While running it I've noticed that it uses a massive amount of stack space (even more than you might expect) and under closer inspection I have found that this is happening:
extern int bar(int *p);
int foo() {
int z = foo(); // it's an example!
int n[100]; // stack usage
return z+bar(n); // calling bar(n) stops n from being optimised out
}
Result of running arm-none-eabi-gcc -fomit-frame-pointer -S test.c
foo:
str lr, [sp, #-4]! ; Push link register
sub sp, sp, #412 ; Reserve space on stack, even if we don't need it now!
bl foo ; Recurse
str r0, [sp, #404] ; Store result
...
So at the start of the function, it pushes the entire stack frame onto the stack. However after a few iterations it's got loads of stuff on the stack that it hasn't used yet.

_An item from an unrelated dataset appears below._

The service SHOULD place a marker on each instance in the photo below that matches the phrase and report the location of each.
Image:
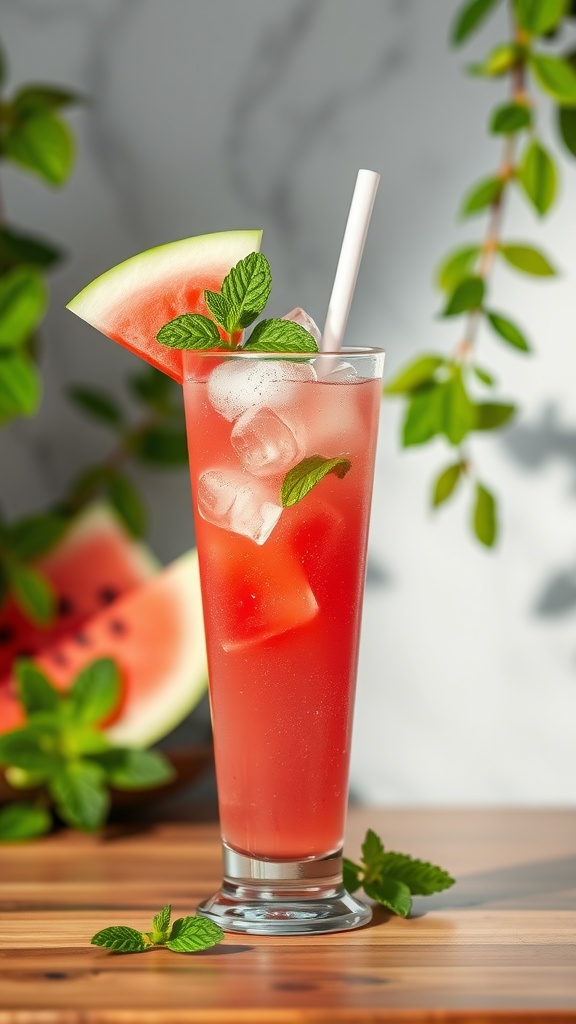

Ideally, what I'd like is for GCC to generate:
foo:
str lr, [sp, #-4]! ; Push link register
; Don't reserve space, because we don't need it
bl foo ; Recurse
sub sp, sp, #412 ; Reserve space now
str r0, [sp, #404] ; Store result
...
(This is probably not correct but I hope you get the idea)
Something a bit like this can be achieved with the following code, but it's really nasty (and if GCC inlines fooworker, it breaks again!). There must be a better way?
int fooworker(int z) {
int n[100]; // stack usage
return z+bar(n); // calling bar(n) stops n from being optimised out
}
int foo() {
return fooworker(foo());
}
So is there a way of telling GCC to only enlarge the stack at the start of the basic block, or is there a 'barrier' statement that causes extra push/pop ops to be added at that point? I guess GCC is using one of the ARM standard call types - but is there a way to tag these functions with another call type that is a bit more efficient with the stack, or is there a way to rewrite the functions such that the stack is used a bit more sensibly?
Please don't tell me not to use recursion, it is not answering the question.